Police and health authorities are “deeply concerned” the debate over social distancing regulations will encourage people to ignore official advice in Northern Ireland.
It is not always possible to give individual answers on what constitutes an offence for the countless hypothetical scenarios which may arise, the joint statement said.
Whether driving to participate in exercise is allowed and if an expanding list of circumstances should be legitimate excuses for travel have been widely discussed.
The statement said: “We are deeply concerned that the current discourse may serve to undermine public confidence in the overall regulations, and encourage some people to ignore the strong guidance from the Northern Ireland Executive – with potentially devastating consequences.”
“The overriding principle in applying any reasonableness test is not what may be reasonable for people to want to do, but what is reasonable in achieving the aim of preventing the spread of the Covid-19 virus, balanced with other risks and considerations.”
Stormont ministers have been coming under pressure to say when they believe the lockdown will be eased amid increasing damage to the economy.
Businesses like restaurants and pubs, hairdressers and hoteliers have warned of the potential for calamity if restrictions are not scaled back quickly.
Regulations on social distancing were quickly introduced and in an ideal world would have received detailed scrutiny in the Stormont Assembly before becoming law, the Police Service of Northern Ireland (PSNI) and the Department of Health said.

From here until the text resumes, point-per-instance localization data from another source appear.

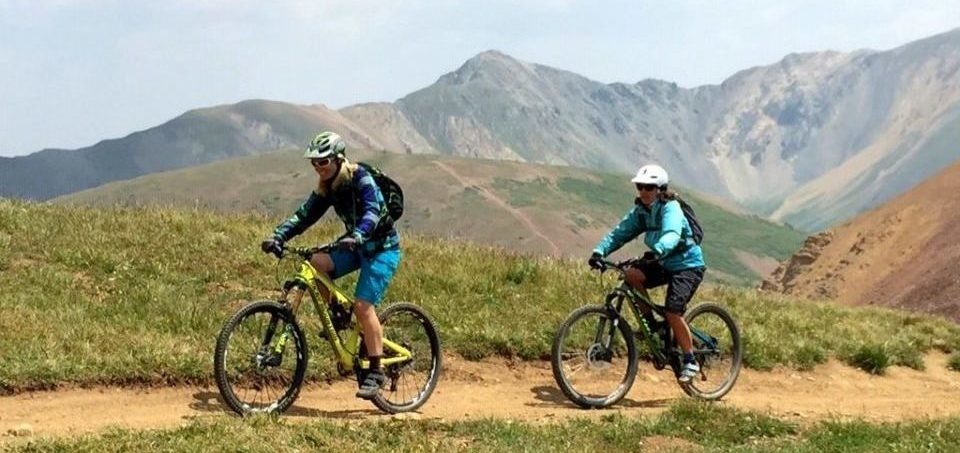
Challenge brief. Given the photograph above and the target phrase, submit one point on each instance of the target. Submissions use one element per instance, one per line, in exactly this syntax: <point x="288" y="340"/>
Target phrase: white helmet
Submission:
<point x="325" y="144"/>
<point x="651" y="174"/>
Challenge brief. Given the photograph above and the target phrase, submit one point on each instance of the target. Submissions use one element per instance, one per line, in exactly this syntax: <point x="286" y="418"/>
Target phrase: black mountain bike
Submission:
<point x="594" y="355"/>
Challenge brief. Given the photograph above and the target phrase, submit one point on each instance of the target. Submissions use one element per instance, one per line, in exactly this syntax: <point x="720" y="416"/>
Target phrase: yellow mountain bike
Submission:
<point x="260" y="361"/>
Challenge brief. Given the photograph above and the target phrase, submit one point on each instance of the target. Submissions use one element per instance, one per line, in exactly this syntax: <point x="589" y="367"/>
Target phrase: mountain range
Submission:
<point x="528" y="208"/>
<point x="811" y="140"/>
<point x="902" y="254"/>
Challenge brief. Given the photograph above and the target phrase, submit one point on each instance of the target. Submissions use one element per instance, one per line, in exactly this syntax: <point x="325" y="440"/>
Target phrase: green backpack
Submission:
<point x="392" y="193"/>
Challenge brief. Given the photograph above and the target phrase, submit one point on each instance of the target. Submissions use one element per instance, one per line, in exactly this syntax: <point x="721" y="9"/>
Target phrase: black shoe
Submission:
<point x="371" y="384"/>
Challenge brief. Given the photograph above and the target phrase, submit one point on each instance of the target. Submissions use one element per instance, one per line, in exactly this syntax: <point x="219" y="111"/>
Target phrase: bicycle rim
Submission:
<point x="594" y="360"/>
<point x="716" y="345"/>
<point x="254" y="374"/>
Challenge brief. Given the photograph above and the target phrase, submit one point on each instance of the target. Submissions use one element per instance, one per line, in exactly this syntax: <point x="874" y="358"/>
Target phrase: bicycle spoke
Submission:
<point x="592" y="357"/>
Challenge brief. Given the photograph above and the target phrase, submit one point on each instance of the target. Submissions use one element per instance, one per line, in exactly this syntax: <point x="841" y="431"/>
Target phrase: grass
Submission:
<point x="138" y="296"/>
<point x="572" y="206"/>
<point x="954" y="362"/>
<point x="686" y="426"/>
<point x="724" y="232"/>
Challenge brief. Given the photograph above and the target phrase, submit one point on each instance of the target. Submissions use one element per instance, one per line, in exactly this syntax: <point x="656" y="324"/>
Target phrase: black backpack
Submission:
<point x="392" y="193"/>
<point x="691" y="219"/>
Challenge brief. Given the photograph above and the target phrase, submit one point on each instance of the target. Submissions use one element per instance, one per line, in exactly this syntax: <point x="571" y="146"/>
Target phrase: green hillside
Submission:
<point x="138" y="295"/>
<point x="524" y="207"/>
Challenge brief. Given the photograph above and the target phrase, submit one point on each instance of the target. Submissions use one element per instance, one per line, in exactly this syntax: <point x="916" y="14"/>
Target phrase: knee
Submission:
<point x="635" y="278"/>
<point x="322" y="262"/>
<point x="364" y="308"/>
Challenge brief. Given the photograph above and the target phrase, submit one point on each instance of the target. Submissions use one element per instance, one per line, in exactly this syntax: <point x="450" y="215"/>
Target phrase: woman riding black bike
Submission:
<point x="675" y="258"/>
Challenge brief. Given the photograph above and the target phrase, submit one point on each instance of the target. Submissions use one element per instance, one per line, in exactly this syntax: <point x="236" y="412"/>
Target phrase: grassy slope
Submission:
<point x="686" y="426"/>
<point x="138" y="295"/>
<point x="573" y="207"/>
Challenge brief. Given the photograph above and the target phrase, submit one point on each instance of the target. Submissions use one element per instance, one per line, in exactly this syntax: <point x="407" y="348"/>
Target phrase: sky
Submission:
<point x="74" y="72"/>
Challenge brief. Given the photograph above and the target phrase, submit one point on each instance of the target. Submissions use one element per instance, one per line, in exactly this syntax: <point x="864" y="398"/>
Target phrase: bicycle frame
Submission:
<point x="345" y="350"/>
<point x="614" y="303"/>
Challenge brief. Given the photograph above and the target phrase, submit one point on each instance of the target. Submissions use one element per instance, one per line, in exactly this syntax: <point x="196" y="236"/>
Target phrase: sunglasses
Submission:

It added: “However, we are not living in an ideal world at present.
“The overriding priority at this time is protection of life.
“Regulations to enforce and encourage social distancing have a vital role to play in that regard.”
“There will inevitably be some shades of grey. That’s the reality of life.
“The police have rightly made clear that officers will apply a ‘reasonableness’ test on occasions when deciding if some behaviours may breach the regulations.”
It said officers applied discretion on a case-specific basis which could be challenged in court.
“Whilst understanding people’s desire for clarity in what constitutes an offence under the regulations, it is not always possible to give individual answers for the countless hypothetical scenarios which may arise.
“Notwithstanding this, the public health guidance is clear: stay home and only leave home when it is essential.”